One of these groups is Raging Bull. I want to talk about their work today. Those substantial recoverable zinc mineralisations are sitting in a two- by three-kilometre tailings dam about seven metres deep. It represents about 1,940,000 contained zinc tonnes. Part of the rehabilitation is to move that, remove zinc that should have been taken out in the first place but was not because of the emphasis on throughput rather than maximisation, and return it to the old pit and then encapsulate it. That will fulfil their obligations to rehabilitate the site. Of course back in the nineties the emphasis, as I said, was on throughput, so only about 74 per cent of the zinc was extracted at Century because they were making the most of high mineral prices at the time. But, with a secondary player like Century Bull, independent studies show that what we will see is that this is potentially a $6 billion resource of zinc. It is absolutely remarkable. In many cases, there may be other resources as well.

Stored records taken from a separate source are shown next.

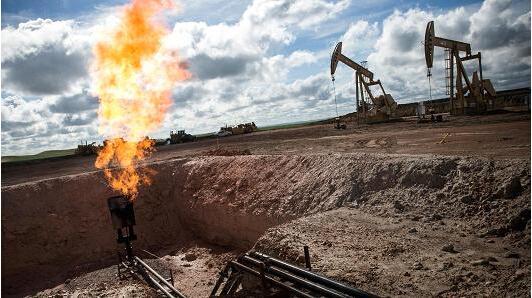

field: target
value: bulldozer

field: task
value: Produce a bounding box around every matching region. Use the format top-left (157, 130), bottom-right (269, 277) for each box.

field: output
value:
top-left (217, 122), bottom-right (258, 136)
top-left (166, 130), bottom-right (196, 144)
top-left (74, 141), bottom-right (101, 156)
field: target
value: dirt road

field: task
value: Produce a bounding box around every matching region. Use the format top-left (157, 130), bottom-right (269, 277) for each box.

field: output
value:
top-left (2, 113), bottom-right (530, 186)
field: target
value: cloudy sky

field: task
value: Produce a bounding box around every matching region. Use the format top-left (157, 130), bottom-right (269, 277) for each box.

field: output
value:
top-left (1, 0), bottom-right (530, 155)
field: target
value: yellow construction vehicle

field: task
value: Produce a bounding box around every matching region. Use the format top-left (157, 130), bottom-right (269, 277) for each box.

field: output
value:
top-left (74, 141), bottom-right (101, 156)
top-left (167, 130), bottom-right (196, 144)
top-left (331, 42), bottom-right (397, 122)
top-left (425, 21), bottom-right (496, 114)
top-left (216, 122), bottom-right (258, 137)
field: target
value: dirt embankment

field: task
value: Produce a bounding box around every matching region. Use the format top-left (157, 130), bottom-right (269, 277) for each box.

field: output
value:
top-left (2, 154), bottom-right (530, 294)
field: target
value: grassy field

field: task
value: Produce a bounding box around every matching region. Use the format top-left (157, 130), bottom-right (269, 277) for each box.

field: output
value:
top-left (2, 149), bottom-right (76, 162)
top-left (2, 120), bottom-right (324, 163)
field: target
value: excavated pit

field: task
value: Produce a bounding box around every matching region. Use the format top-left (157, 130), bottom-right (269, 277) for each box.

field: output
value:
top-left (2, 154), bottom-right (530, 296)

What is more important is that nearly every mine site in Australia has significant obligations through a bond to the respective governments, but where they are an Australian entity that is part of a global player and if that Australian entity has been liquidated then there is no way for the people to get rehabilitation of that site. That is a large burden on the taxpayer, so we want this rehabilitation occurring as soon as possible, not extending out decades. In Century, of course, there is the mine site; there is a flotation processing plant; there is a large port facility at Karumba, which the mining company owns; there are large cattle properties; there is an underground slurry pipeline; there is the pastoral holding—it is all there to be maximised, and this is work for local Indigenous communities in the area for decades, rather than it all being dismantled now.

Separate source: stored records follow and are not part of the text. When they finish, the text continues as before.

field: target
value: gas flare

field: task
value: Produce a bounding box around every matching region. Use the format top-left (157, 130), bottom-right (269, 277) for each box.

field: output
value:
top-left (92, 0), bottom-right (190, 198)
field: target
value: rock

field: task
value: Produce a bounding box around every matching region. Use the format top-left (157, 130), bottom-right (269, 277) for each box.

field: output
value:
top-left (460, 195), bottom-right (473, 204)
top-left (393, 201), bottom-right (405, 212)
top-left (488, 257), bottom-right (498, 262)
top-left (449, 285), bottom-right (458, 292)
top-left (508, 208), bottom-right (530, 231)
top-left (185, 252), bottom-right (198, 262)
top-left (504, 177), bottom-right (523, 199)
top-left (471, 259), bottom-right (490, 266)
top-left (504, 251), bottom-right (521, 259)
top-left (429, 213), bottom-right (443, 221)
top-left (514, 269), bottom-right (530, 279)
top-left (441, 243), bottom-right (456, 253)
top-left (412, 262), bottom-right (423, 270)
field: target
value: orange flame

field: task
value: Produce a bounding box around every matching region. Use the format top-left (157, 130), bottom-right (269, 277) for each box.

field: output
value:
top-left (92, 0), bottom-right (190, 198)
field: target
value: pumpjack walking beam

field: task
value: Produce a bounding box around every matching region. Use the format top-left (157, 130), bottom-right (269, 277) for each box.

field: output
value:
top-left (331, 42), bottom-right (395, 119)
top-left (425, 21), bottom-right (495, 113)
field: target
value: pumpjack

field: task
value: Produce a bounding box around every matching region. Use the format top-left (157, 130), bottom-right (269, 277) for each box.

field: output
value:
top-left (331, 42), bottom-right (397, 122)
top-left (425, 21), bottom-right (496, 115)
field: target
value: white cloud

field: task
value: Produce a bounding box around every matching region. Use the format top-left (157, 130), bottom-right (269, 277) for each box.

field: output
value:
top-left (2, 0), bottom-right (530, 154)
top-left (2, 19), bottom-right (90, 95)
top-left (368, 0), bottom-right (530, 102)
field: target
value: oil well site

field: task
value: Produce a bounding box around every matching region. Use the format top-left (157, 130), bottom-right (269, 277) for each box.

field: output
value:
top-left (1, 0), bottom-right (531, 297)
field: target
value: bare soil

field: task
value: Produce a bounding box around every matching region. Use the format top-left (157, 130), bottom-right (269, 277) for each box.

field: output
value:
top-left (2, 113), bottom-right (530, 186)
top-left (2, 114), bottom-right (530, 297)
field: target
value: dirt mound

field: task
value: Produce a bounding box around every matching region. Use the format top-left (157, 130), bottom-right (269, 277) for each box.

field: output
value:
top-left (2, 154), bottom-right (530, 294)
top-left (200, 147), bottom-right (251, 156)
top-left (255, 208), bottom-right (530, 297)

Its head office will be in my electorate in Capalaba, which obviously I am very excited about. This has been an MMG-Century Bull partnership, which shows that there are massive resources available in tailings deposits. It is leading the way as a harbinger for other opportunities around the world, and I wish them well in paying down this obligation to the government, rehabilitating this two- by three-kilometre site and, obviously, giving Australia yet another export product to take to the world. I congratulate both of those parties for coming to an economically sensible, if not a highly lucrative agreement, for the benefit of those who live in the Doomadgee and Karumba area.